One important thing that we discussed in regards to all of
the series set in the Cosa Nostradamus universe is the
concept of universal consistency. As Laura Anne said during
the event, she kind of wishes that she or one of the fans
would put together a Wiki for her universe as it would make
things a lot easier. Making sure that the laws and rules are
consistent is fairly easy, but making sure that some of the
smaller bits and bobs stay on track can be worrisome. As
a game designer, I can completely sympathize with the
intricacies of keeping macro issues in scope. It becomes
problematic for Laura Anne in that she now has three series
which are going on side-by-side in the same universe. She
joked that it was great fun stealing her own dialog for book
three in the PSI series as the scene in which Bonnie and
Wren are interacting was shown in one of the Retrievers
books.

Yet another cool thing that got discussed profusely during
the night was the use of the city as a character. As Thom
pointed out, if you are in New York and not using the city as
a character you are probably doing something wrong, a
sentiment with which our guest wholeheartedly agreed.
Laura Anne explained the process of researching the
Brooklyn Bridge, and of a Transit Security Officer in
a booth watching her as she took pictures and made notes.
When she introduced herself to the fellow in the booth and
explained her purpose, said TSO regaled her with interesting
tidbits and factoids (bet you didn't know that the underside
of the bridge is purple, did you). As Laura Anne pointed out:
it is the little things like that which have to make it into the
book as they are just too cool not to share.

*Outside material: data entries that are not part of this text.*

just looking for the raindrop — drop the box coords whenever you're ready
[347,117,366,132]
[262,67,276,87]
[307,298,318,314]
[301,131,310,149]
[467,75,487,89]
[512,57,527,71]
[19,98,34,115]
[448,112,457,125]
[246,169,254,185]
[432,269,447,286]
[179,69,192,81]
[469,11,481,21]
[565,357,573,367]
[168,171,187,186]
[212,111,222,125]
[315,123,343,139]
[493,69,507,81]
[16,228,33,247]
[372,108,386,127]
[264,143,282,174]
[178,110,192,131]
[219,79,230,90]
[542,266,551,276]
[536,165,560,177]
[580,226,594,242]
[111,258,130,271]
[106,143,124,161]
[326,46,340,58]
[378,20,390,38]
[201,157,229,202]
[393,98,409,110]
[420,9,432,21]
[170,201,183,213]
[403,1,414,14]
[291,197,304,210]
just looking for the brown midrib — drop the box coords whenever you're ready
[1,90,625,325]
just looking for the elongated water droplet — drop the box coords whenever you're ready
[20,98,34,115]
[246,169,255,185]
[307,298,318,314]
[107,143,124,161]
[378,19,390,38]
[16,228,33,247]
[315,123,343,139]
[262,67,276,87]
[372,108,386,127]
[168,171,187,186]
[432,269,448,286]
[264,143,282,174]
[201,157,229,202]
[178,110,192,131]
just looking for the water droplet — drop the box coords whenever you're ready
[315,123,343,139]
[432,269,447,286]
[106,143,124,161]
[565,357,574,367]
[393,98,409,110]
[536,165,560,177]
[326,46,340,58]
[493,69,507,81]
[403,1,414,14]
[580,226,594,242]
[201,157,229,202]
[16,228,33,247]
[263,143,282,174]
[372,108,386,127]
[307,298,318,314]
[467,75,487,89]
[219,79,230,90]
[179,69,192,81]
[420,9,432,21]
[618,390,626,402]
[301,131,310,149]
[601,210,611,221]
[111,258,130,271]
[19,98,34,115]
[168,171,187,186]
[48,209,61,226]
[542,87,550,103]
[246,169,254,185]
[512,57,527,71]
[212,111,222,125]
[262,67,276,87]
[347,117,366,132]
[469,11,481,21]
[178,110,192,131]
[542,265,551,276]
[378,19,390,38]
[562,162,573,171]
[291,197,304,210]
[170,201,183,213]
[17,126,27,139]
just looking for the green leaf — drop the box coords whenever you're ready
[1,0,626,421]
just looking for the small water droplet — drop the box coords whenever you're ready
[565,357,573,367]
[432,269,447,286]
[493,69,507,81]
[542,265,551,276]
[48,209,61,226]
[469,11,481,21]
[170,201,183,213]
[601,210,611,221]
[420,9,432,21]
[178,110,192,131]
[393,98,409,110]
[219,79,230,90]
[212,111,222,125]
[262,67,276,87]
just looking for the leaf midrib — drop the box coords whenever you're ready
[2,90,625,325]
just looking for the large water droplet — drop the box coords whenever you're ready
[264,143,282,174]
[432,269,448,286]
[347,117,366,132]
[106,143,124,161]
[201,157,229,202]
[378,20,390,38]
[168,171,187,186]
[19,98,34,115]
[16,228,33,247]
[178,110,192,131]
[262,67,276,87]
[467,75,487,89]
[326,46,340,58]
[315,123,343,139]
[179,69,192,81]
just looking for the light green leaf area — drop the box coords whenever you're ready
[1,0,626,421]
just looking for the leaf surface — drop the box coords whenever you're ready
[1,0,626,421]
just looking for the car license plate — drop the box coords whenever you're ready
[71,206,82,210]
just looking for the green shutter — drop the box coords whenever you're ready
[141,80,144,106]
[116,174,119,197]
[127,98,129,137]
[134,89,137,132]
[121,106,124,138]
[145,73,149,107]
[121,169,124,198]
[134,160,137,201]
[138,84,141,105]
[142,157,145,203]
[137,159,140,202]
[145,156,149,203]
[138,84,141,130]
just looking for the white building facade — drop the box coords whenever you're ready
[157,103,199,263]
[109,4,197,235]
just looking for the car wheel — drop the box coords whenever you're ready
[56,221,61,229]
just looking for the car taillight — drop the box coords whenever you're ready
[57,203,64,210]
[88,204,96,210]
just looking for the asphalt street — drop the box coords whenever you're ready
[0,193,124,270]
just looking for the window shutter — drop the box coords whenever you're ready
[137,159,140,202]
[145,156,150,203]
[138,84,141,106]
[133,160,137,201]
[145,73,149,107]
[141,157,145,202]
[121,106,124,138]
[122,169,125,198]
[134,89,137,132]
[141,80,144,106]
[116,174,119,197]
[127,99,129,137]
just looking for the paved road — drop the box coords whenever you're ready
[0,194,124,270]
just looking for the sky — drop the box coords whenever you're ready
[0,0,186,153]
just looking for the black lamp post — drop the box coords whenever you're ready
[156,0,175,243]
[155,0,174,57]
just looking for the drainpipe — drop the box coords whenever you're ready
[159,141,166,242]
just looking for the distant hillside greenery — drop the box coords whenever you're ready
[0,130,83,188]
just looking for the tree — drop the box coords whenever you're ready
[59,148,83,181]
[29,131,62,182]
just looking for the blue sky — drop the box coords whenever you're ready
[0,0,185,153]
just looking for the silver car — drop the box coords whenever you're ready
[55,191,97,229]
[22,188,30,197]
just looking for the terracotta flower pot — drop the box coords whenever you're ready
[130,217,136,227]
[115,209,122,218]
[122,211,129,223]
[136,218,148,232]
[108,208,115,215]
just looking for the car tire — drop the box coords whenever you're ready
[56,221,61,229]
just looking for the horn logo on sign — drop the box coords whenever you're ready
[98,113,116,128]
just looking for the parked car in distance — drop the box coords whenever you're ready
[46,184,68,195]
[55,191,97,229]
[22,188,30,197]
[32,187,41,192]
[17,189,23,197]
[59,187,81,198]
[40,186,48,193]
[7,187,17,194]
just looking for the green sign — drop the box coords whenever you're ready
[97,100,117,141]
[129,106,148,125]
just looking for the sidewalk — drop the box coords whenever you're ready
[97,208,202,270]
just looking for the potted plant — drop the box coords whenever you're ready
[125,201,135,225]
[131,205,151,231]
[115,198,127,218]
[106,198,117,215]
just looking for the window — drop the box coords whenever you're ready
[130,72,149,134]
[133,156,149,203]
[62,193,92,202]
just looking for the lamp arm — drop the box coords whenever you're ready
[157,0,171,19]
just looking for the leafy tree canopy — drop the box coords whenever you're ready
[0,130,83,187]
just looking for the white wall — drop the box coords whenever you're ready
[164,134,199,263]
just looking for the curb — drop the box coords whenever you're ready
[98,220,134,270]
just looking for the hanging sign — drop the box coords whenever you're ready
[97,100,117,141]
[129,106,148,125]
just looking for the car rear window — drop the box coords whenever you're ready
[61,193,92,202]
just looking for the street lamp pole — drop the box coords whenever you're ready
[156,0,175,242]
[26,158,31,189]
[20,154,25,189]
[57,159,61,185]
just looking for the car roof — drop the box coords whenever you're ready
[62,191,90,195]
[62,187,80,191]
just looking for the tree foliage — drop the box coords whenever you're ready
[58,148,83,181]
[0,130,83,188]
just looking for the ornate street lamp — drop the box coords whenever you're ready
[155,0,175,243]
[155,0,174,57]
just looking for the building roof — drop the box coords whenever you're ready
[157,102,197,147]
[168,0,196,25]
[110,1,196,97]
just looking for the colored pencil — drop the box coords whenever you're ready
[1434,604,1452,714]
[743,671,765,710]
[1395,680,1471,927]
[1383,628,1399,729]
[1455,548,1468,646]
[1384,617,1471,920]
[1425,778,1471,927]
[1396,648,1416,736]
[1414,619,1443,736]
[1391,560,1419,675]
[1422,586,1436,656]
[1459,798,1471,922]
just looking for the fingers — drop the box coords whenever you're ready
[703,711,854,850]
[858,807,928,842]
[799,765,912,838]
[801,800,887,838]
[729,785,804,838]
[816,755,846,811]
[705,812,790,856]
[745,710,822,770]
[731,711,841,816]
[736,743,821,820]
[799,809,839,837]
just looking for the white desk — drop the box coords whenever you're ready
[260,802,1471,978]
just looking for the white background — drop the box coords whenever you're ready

Having spent the better part of an hour on the Cosa
Nostradamus, we turned our attention to the Vineart Wars
series. The roots of this series can be found in a
conversation between Laura Anne and her agent about
finding ways to make a wine tasting event into
tax-deductible research. While she did not get to write-off
the wine tasting, Laura Anne did get to craft an amazing
series set in a fantastical version of 14th century Bordeaux,
France, where wine and the crafting of the vine are used for
more than just something to go with delectable viands. An
interesting insight came when Laura Anne explained the
Dragon image on the cover having come from an awesome
piece of art at the Louvre. It is so cool hearing about these
little tidbits and anecdotal stories of what truly inspires an
author. At any rate, we delved deep into the subject of wine,
comparing some notes on varietals and the lamentable
over-commercialization of 'white' Zinfandel from its amazing
robust red stock.

At this point we realized that we had been laughing and
having a great time for over 2 hours without surcease, and
that the store would be closing soon (curse these new short
hours at Borders). Several of us ran up to purchase our
books and get them signed, and we slowly made our way
out to chat in the parking lot until nearly 10:30. Sadly,
several of us were under the weather, and I wound up not
going to the diner, so I have no idea what shenanigans
went on outside my presence. Kate and I chatted about
music and books and art on the way back to Rutherford.